Education Features Religion America is one of the most religiously diverse countries on Earth and yet we remain dangerously ignorant about religion. Most respondents could answer only half of them correctly. Only 10 percent could name all five and 15 percent could not name any of them. This is bad news for a democratic and religiously plural society like the United States. Religion is not a discrete and ahistorical phenomenon.

Should world religion be taught in schools?

Not only are religiously illiterate students ill equipped to compete in a global marketplace, they are deprived of the cultural heritage that is their birthright as human beings. The place to combat this problem is in the schools. Contrary to popular belief, there is no law that forbids the discussion of religion in public schools.

In the Supreme Court decision Abington v. Graham, 1980; Edwards v. In his polemical work The God Delusion, he argues that students must have some familiarity with the Bible because without it they will not be able to appreciate Western art or literature.

  1. Secondly, there is a difference between the religion and the practices of the people who adopt that religion.
  2. For these reasons, it is said to be essential for students to learn about as many religions as possible. The students should a choice.
  3. It is a means of proposing that people are different from each other and have different beliefs. Understanding the constitution In my experience, students and parents as well as teachers and administrators are aware that there are restrictions surrounding religion in public schools, but often have no idea that these restrictions are based on constitutional law.
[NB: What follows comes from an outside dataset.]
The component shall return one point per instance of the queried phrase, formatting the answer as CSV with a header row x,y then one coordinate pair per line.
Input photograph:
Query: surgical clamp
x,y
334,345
Most states actually mandate that students learn about world religions as part of their standards for world history.

Many state standards for language arts specify that students should learn to analyze the use of Biblical themes and references.

Why then, do we remain a nation plagued by religious illiteracy? Before I became a religion professor specializing in American religious history, I was a social studies teacher in a public high school. This experience allowed me to observe firsthand the obstacles for achieving religious literacy. The greatest problem is a general ignorance about the constitution and the legal and ethical issues surrounding religion in public schools.

Religion Should Be Taught In Public Schools

A second problem is confusion about the difference between teaching about religion and religious proselytizing. Historically, public schools have been places where students from religious minorities have been pressured to conform to the majority.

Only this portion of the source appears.